CBI proposes and alternative to redundancy  

A report by the CBI and Siemens plc calls for a package of labour market investments and reforms, including an Alternative to Redundancy Scheme (ATR), to help stem the tide of job losses as the recession pushes unemployment towards an estimated three million.

The report contends that although firms are doing their utmost to protect jobs by introducing flexible working and pay freezes, it is predicted that unemployment will continue rising to peak at 3 million in the second quarter of 2010, so action taken in the short term could still save jobs and businesses.

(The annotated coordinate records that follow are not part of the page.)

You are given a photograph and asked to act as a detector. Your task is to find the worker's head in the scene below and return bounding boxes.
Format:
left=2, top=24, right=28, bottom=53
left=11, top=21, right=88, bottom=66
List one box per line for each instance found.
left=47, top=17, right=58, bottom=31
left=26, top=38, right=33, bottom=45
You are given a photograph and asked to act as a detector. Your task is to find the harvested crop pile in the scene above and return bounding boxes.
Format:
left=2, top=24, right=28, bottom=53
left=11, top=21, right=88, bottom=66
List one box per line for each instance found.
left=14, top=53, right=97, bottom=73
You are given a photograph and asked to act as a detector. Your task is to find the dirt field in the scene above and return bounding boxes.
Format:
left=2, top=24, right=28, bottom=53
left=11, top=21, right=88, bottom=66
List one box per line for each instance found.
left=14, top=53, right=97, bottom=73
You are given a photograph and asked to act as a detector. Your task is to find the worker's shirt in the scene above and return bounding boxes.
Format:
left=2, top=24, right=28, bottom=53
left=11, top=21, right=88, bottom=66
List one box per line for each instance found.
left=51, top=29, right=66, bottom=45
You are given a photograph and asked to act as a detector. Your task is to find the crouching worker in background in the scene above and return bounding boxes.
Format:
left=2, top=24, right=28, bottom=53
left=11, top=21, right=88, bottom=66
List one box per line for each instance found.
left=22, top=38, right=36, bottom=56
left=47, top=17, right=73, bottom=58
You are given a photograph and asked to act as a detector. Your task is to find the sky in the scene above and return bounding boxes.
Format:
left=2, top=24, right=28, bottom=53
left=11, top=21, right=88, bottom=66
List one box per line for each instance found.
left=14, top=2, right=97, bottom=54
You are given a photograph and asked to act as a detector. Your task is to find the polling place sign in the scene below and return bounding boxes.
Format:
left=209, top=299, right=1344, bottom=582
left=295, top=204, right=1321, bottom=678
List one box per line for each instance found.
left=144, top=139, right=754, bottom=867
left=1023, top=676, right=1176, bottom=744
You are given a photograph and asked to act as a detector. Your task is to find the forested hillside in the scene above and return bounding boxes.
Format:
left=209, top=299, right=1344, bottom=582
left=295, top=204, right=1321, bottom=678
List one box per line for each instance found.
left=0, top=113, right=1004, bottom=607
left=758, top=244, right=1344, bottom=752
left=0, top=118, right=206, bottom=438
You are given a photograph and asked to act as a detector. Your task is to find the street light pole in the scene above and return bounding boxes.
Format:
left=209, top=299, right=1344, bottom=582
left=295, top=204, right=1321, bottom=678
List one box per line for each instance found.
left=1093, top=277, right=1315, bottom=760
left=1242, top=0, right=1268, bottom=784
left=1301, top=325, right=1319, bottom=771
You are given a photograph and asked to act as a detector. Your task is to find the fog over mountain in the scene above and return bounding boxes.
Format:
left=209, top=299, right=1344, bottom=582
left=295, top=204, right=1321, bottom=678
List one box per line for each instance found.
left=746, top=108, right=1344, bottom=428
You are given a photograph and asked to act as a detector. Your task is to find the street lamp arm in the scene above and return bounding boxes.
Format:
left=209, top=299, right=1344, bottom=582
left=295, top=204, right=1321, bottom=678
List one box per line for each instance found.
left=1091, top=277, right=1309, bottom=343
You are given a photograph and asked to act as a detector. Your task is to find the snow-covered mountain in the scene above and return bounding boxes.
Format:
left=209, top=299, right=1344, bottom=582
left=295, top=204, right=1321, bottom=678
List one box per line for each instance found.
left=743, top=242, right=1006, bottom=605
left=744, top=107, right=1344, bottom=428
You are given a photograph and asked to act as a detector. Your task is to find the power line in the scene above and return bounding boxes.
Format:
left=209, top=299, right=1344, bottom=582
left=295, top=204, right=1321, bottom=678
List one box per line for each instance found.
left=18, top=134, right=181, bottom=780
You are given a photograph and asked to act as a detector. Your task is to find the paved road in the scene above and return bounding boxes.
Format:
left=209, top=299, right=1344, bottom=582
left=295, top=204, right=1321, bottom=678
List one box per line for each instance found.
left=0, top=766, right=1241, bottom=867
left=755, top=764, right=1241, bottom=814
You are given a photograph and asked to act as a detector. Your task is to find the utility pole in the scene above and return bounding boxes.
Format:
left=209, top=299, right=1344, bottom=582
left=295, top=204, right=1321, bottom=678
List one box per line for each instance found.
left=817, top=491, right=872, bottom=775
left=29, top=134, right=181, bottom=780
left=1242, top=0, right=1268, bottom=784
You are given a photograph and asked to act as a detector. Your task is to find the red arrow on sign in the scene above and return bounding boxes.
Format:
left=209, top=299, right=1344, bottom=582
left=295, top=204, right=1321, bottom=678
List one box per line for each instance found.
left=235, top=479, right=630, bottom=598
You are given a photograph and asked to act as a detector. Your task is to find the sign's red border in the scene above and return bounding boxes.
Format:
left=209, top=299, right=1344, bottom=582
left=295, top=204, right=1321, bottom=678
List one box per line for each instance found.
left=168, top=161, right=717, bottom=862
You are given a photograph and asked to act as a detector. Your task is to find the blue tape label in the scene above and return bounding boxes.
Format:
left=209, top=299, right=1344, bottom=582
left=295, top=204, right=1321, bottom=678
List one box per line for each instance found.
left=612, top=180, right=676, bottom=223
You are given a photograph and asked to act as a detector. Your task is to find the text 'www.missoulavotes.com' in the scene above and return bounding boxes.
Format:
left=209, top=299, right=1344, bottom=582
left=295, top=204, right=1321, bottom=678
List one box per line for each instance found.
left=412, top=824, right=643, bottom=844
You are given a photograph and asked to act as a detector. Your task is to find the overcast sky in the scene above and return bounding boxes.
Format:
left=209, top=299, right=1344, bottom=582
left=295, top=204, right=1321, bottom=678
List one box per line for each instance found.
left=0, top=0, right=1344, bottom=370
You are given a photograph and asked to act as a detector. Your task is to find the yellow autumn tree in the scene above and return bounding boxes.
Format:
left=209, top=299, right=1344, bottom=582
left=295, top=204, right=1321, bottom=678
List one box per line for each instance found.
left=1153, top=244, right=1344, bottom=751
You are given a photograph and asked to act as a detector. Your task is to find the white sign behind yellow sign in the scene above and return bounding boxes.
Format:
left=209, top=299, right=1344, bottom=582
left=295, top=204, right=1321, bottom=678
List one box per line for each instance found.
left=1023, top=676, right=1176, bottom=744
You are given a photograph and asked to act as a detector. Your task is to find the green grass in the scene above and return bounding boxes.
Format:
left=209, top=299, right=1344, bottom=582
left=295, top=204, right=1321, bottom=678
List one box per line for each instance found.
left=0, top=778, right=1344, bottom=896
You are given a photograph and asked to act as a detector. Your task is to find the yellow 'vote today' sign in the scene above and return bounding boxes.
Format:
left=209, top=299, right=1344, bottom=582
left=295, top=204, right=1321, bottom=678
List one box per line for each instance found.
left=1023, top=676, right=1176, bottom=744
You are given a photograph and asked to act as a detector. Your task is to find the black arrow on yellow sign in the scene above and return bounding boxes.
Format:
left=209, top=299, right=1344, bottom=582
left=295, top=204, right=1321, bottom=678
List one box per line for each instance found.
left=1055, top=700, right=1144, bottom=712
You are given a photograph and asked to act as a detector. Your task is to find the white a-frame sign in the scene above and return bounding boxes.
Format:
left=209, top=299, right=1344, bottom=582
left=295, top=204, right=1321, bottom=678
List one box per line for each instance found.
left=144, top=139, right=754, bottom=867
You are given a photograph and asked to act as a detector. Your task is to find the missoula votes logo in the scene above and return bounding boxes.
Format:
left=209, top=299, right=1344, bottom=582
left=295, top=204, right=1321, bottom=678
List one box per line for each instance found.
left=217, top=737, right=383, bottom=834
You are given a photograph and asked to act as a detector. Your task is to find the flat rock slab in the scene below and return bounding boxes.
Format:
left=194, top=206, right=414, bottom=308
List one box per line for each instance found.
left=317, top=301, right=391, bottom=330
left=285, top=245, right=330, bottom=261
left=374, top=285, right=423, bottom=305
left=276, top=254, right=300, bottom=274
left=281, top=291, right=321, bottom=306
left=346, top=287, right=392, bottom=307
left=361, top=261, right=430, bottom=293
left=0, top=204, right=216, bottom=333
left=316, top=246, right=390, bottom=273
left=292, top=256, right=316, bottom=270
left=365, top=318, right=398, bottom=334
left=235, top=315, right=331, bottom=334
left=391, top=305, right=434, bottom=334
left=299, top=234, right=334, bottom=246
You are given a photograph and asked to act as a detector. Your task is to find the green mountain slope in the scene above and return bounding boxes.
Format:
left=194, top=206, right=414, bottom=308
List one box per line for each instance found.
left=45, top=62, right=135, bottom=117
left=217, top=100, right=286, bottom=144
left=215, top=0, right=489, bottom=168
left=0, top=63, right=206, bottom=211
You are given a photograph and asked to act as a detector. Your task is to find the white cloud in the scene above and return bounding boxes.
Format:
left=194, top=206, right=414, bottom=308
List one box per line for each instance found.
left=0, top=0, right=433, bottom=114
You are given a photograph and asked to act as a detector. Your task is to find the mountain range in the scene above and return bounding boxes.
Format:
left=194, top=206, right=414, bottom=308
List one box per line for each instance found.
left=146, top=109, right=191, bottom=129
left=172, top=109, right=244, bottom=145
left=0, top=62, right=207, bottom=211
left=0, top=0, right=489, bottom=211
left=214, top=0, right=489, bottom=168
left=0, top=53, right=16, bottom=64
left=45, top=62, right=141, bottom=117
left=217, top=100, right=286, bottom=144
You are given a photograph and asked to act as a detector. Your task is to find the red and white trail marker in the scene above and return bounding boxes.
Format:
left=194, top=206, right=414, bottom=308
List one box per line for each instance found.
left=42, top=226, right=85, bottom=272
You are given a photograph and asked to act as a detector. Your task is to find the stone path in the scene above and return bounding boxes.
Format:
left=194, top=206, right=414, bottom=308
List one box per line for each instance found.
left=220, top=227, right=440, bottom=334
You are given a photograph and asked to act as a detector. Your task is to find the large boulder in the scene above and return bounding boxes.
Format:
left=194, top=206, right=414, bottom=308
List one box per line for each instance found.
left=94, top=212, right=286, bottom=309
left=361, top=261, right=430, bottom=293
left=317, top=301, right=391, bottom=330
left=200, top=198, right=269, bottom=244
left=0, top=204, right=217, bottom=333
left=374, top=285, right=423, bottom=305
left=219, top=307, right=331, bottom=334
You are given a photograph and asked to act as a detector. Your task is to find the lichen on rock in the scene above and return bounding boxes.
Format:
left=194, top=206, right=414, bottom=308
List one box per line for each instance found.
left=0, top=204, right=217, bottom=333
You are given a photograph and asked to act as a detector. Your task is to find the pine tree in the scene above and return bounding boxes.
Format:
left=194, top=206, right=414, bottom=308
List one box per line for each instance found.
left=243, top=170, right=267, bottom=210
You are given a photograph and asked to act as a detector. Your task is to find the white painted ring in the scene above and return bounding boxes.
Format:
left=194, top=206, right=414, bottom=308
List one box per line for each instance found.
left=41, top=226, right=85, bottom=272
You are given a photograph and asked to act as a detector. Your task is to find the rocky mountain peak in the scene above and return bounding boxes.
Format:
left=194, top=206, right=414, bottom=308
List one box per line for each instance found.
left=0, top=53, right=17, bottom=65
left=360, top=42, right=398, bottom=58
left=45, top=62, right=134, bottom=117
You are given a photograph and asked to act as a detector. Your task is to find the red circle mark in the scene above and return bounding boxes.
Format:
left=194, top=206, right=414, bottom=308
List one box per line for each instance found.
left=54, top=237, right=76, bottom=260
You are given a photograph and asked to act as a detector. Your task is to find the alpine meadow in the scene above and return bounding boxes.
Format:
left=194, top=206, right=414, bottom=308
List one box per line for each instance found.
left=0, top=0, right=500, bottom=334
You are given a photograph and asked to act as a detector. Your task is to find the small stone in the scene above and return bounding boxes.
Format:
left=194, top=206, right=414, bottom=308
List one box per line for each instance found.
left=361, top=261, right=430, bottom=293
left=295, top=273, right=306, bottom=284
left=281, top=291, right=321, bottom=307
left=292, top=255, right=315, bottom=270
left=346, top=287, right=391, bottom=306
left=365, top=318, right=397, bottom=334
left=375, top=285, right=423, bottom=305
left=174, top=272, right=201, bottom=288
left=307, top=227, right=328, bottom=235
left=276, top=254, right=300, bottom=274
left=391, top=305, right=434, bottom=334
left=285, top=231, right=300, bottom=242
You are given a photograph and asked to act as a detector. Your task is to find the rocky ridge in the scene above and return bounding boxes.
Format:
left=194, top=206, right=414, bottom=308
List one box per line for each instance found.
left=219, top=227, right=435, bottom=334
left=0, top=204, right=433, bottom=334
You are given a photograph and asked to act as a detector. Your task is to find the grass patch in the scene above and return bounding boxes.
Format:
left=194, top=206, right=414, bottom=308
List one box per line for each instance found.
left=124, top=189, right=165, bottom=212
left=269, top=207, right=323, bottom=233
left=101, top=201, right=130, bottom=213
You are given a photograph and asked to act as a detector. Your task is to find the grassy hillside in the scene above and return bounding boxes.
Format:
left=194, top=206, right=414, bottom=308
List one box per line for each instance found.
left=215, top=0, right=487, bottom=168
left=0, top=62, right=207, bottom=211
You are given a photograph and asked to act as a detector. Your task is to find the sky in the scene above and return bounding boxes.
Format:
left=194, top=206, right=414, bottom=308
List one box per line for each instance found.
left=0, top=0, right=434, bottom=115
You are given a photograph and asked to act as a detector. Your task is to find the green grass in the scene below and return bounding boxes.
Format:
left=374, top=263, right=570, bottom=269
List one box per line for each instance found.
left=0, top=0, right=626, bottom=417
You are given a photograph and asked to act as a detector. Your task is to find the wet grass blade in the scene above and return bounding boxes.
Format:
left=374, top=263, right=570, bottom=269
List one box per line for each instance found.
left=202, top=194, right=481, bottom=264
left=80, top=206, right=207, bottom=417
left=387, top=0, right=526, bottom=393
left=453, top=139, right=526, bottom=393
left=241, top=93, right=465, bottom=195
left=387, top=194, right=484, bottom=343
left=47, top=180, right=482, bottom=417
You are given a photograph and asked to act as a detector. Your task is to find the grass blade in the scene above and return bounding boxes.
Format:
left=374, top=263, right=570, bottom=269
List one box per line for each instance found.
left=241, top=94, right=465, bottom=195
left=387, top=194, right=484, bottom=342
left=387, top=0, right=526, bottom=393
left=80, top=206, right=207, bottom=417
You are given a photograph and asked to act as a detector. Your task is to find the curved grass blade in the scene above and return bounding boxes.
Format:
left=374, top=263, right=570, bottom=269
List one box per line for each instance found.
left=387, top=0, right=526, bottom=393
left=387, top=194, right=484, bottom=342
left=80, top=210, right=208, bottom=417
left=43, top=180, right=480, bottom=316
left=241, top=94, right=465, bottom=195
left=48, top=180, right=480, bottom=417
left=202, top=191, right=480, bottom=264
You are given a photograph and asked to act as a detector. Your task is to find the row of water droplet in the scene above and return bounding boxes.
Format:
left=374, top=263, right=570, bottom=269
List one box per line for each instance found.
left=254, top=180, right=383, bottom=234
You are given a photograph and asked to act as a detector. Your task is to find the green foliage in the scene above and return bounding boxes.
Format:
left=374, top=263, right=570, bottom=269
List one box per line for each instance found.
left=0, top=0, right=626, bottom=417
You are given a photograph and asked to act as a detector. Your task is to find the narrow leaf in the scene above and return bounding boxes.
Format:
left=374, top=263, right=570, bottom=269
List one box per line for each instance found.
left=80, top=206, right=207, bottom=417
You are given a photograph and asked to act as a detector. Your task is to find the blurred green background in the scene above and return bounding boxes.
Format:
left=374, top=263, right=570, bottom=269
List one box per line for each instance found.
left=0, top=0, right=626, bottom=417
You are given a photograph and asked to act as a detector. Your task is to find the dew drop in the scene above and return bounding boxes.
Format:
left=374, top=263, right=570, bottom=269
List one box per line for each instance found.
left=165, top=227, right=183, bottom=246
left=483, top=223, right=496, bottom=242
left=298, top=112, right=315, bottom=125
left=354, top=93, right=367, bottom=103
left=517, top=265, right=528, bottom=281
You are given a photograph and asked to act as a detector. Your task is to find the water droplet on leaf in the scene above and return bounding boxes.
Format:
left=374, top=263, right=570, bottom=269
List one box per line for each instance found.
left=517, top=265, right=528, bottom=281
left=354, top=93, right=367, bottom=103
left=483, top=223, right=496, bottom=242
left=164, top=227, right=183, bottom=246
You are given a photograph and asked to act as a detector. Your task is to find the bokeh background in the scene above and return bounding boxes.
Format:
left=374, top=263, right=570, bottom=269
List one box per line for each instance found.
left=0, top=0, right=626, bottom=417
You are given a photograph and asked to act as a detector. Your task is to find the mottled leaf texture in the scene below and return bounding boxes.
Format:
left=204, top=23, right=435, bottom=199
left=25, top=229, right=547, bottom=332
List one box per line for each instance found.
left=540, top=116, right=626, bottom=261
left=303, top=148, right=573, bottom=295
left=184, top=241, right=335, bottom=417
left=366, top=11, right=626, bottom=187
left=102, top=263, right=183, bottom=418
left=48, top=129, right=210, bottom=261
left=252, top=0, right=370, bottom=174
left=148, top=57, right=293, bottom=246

As part of a pro-active strategy being called for, the CBI has asked the Government to consider implementing a new initiative, the Alternative to Redundancy Scheme, as soon as possible. This would give organisations the choice to use the existing redundancy path, or to place an employee on ATR for a set period of up to six months. The employee would not work during that time, but would be paid an ATR allowance equal to twice the rate of Job Seekers Allowance – paid half by government and half by the employer.

ATR will allow the firm to take the employee back when the ATR period expires or if business improves earlier. If demand fails to pick up then all redundancy rights are preserved, and would include the 6 months extra of ATR service. An ATR scheme would only be implemented following consultation, as is the case with redundancy. The CBI argues that ATR helps firms retain skills during a short and sharp fall in demand and gives workers greater security of returning to work.

The CBI is also calling for the consultation period of at least 90 days where 100 or more redundancies are proposed to be reviewed as it considers that the timeframe prolongs uncertainty for staff and delays firms trying to adapt to rapidly changing circumstances.